A few weeks ago a trusted parishioner looked over our year-end financial statement and lamented, “We’re dying on the vine here. We’re not meeting our budget. We’re not attracting enough young families. How are we ever going to grow if we don’t attract young families?” Later that day I passed a decrepit old building that once housed a “growing” church. Members had built an addition and the church had grown wildly—until the neighborhood changed. The young families moved to the suburbs (where my church is), leaving the church with heavy debt and high utility bills, and soon it went bankrupt and dissolved. Now a tiny new church stands on the lot.

Who knows whether we are growing or dying? Only the Vinegrower. Are we a weed that looks like the vine or are we the real thing? Only our fruit will tell. How do we bear fruit? By dying.

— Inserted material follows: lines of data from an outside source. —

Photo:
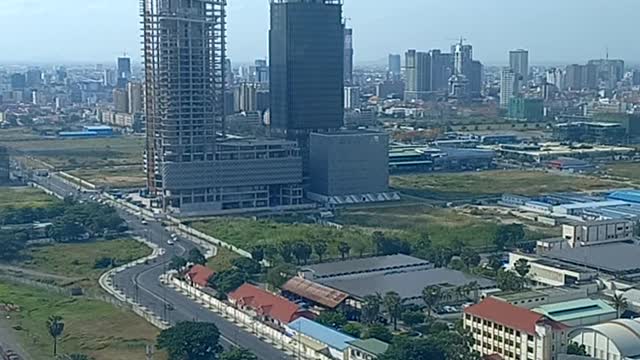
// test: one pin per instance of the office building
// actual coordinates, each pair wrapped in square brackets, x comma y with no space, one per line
[120,100]
[124,68]
[508,87]
[417,65]
[134,98]
[350,164]
[306,46]
[395,65]
[519,64]
[513,333]
[184,54]
[348,56]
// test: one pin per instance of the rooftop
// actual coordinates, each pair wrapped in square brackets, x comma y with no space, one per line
[372,346]
[364,265]
[321,333]
[612,258]
[507,315]
[576,309]
[408,284]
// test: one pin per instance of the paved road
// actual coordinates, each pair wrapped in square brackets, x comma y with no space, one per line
[142,282]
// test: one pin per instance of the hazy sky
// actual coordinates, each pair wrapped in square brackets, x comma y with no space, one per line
[553,30]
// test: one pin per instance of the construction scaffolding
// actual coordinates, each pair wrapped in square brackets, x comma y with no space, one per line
[184,50]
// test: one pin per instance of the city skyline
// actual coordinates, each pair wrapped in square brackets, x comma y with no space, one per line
[106,29]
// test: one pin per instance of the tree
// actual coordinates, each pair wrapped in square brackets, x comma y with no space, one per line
[302,251]
[470,258]
[344,249]
[378,331]
[522,268]
[431,295]
[353,329]
[285,249]
[371,309]
[190,341]
[412,318]
[620,303]
[238,354]
[320,247]
[576,349]
[177,263]
[393,306]
[509,281]
[334,319]
[196,257]
[228,280]
[257,253]
[55,325]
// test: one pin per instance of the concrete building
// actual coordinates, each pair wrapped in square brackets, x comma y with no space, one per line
[350,165]
[513,333]
[581,312]
[508,87]
[614,340]
[184,54]
[519,64]
[588,233]
[306,46]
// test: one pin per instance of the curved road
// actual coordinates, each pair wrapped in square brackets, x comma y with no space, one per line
[142,283]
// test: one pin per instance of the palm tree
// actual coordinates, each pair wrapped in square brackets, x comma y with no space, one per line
[371,309]
[620,303]
[56,327]
[393,305]
[431,295]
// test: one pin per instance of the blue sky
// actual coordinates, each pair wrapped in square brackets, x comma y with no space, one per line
[553,30]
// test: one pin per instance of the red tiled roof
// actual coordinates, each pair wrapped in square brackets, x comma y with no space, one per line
[506,314]
[200,275]
[313,291]
[265,303]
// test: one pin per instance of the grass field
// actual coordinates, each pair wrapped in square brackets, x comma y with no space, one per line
[71,154]
[77,260]
[493,183]
[126,176]
[91,327]
[24,197]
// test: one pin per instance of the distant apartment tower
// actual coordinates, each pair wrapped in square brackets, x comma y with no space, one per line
[416,67]
[508,87]
[306,46]
[519,63]
[184,57]
[348,56]
[395,65]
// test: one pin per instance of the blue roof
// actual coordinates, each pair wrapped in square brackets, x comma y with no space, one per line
[627,195]
[321,333]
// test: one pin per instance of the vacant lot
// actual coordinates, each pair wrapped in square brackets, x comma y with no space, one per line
[91,327]
[77,261]
[493,183]
[24,197]
[127,176]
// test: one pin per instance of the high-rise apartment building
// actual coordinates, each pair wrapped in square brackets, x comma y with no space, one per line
[306,46]
[348,56]
[519,63]
[395,65]
[184,53]
[508,87]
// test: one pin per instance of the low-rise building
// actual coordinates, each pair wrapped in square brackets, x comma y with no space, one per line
[614,340]
[512,332]
[368,349]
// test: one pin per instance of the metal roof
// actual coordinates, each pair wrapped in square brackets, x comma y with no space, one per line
[624,333]
[321,333]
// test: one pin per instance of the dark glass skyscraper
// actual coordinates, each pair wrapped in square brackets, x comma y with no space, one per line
[306,50]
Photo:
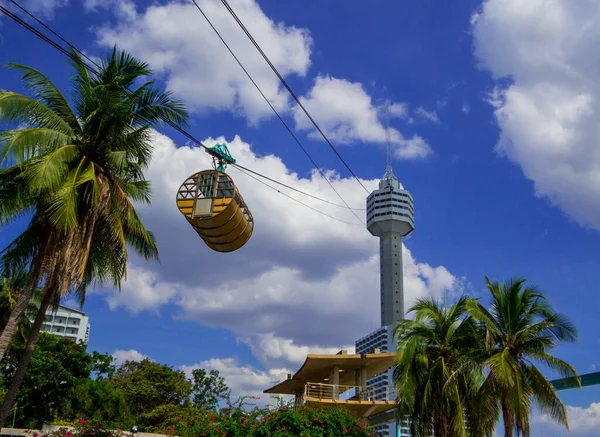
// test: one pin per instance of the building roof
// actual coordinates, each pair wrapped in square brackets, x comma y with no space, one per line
[317,367]
[70,310]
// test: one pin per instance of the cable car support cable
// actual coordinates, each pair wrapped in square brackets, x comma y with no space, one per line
[57,46]
[285,84]
[274,110]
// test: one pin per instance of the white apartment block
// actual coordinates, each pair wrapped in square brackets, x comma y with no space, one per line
[67,322]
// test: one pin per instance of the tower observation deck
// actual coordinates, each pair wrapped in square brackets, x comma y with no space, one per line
[390,216]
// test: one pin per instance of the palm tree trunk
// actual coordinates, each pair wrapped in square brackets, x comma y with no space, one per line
[15,317]
[15,384]
[507,417]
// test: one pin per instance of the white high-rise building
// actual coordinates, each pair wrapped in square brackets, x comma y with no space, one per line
[390,216]
[67,322]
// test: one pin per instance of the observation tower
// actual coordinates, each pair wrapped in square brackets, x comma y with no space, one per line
[390,216]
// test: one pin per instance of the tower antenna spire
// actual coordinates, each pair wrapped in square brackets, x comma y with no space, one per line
[389,173]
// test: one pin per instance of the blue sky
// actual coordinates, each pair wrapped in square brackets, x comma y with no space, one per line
[494,131]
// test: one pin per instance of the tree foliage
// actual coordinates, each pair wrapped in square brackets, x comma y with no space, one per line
[77,167]
[460,369]
[208,388]
[149,385]
[57,367]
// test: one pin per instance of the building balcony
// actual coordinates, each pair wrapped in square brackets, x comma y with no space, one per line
[326,380]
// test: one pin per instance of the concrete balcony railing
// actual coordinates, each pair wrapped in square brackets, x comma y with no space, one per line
[326,392]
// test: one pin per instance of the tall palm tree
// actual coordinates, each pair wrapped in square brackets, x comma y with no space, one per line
[12,283]
[436,374]
[521,331]
[77,170]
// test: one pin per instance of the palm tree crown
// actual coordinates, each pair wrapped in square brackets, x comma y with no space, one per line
[434,375]
[77,170]
[521,331]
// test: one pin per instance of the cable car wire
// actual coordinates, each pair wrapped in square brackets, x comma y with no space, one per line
[70,55]
[285,84]
[274,110]
[296,200]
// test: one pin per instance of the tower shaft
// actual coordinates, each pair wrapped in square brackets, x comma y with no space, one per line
[391,280]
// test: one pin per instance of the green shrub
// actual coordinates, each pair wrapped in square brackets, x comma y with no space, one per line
[284,422]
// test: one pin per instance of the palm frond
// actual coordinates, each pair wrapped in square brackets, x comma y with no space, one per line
[46,92]
[16,108]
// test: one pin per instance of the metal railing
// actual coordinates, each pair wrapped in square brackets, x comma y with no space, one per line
[345,392]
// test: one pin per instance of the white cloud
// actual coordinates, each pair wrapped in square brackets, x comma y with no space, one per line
[242,380]
[346,113]
[179,44]
[583,422]
[399,110]
[299,278]
[544,53]
[427,115]
[273,350]
[121,356]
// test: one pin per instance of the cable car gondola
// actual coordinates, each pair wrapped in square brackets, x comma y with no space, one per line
[212,204]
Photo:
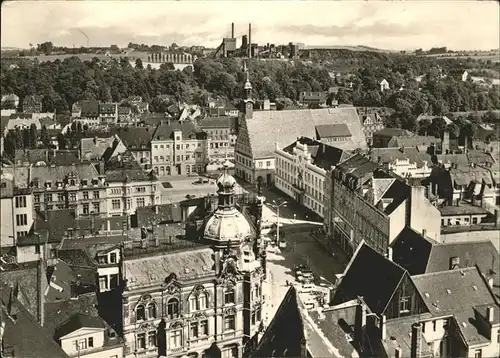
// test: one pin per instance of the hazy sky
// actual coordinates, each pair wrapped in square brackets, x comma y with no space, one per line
[396,25]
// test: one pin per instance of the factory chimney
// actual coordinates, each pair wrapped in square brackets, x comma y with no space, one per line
[249,40]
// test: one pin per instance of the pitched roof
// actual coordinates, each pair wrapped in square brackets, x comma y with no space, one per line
[285,334]
[151,215]
[390,155]
[61,172]
[77,321]
[457,292]
[266,128]
[323,155]
[332,130]
[24,337]
[186,264]
[371,276]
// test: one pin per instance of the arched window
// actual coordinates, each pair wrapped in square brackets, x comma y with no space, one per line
[151,308]
[173,308]
[229,296]
[140,313]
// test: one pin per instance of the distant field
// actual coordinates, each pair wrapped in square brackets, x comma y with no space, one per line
[485,57]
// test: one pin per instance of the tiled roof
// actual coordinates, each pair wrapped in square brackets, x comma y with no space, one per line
[332,130]
[25,279]
[457,292]
[77,321]
[363,278]
[392,132]
[412,141]
[94,148]
[323,155]
[186,264]
[285,333]
[358,166]
[161,214]
[24,336]
[166,131]
[462,209]
[135,137]
[283,127]
[56,313]
[60,173]
[390,155]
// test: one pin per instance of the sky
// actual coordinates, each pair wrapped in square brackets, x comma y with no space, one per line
[391,25]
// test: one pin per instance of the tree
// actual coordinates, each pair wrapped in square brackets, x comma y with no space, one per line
[61,141]
[33,136]
[44,137]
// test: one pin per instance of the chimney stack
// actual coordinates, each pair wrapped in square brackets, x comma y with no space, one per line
[490,313]
[416,340]
[383,328]
[249,40]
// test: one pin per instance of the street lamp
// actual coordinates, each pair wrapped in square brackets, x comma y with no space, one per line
[277,207]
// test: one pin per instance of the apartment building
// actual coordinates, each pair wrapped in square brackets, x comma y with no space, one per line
[178,149]
[17,211]
[301,169]
[77,186]
[370,204]
[259,132]
[178,301]
[221,135]
[128,186]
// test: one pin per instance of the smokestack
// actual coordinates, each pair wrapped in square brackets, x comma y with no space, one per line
[249,40]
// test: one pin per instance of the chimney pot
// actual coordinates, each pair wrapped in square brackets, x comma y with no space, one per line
[490,312]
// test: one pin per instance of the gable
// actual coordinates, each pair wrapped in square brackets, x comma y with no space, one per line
[81,332]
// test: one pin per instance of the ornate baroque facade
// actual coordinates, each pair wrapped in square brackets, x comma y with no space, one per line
[205,301]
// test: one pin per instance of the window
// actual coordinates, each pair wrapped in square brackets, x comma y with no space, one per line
[176,338]
[202,302]
[21,220]
[141,313]
[20,202]
[404,304]
[103,282]
[151,310]
[229,296]
[229,323]
[173,308]
[141,341]
[193,303]
[193,330]
[204,327]
[116,204]
[152,339]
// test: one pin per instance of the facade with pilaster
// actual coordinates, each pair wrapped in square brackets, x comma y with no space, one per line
[195,297]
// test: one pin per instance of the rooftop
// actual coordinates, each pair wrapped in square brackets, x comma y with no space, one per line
[462,209]
[266,128]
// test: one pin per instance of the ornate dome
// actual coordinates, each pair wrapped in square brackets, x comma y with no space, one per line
[226,180]
[223,226]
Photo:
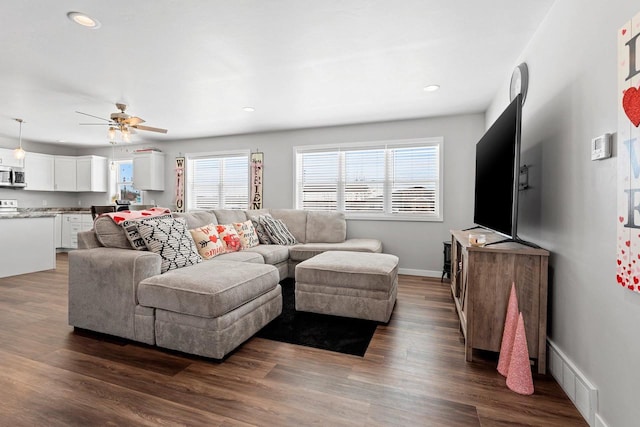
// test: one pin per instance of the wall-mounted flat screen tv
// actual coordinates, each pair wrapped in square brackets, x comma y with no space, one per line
[497,173]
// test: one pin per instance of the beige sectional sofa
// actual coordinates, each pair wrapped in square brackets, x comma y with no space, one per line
[208,308]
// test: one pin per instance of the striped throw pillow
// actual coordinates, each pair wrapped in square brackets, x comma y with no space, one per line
[277,230]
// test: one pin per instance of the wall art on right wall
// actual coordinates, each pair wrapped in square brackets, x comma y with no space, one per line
[628,218]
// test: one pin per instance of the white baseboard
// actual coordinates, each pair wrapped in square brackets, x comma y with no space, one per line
[579,389]
[600,422]
[422,273]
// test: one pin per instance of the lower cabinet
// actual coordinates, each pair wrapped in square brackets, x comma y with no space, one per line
[71,225]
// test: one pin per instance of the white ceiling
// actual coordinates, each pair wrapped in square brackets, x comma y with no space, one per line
[191,66]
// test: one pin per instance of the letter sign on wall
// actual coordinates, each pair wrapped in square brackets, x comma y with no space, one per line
[257,160]
[628,221]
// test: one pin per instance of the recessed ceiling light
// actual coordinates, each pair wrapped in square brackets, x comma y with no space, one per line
[84,20]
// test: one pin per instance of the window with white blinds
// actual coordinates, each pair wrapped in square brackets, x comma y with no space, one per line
[395,179]
[218,181]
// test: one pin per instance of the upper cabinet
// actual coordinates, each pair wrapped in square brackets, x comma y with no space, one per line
[91,173]
[65,173]
[148,171]
[7,158]
[39,172]
[46,172]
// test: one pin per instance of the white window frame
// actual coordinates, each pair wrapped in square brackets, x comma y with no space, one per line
[190,157]
[114,184]
[387,215]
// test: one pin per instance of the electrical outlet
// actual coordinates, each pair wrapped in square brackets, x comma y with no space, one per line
[601,147]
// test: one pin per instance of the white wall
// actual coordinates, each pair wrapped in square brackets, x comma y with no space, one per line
[418,244]
[571,207]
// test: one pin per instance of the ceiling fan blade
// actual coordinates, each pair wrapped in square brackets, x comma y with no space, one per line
[91,115]
[134,121]
[149,128]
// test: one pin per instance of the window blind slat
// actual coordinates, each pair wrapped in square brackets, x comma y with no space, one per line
[387,179]
[218,182]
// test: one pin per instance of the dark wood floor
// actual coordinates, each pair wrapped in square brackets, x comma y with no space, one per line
[413,373]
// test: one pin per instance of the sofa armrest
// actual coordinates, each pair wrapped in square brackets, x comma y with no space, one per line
[103,284]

My home church, a big, flourishing congregation with lots of ministries, was once an old-style, small-town church. When new neighbors began to come to Dunwoody Baptist, the old members met and decided to disband. They weren’t leaving the community. They recognized that they were going to need to start over if they were to embrace their new neighbors. They disbanded one week and started over the next.

What a hopeful, courageous act. These wise church members submitted to the vinegrower’s knife, letting go of a church they must have loved to make room for people they didn’t know. It is no wonder that I first believed the gospel there. I bet that many of those members were gardeners.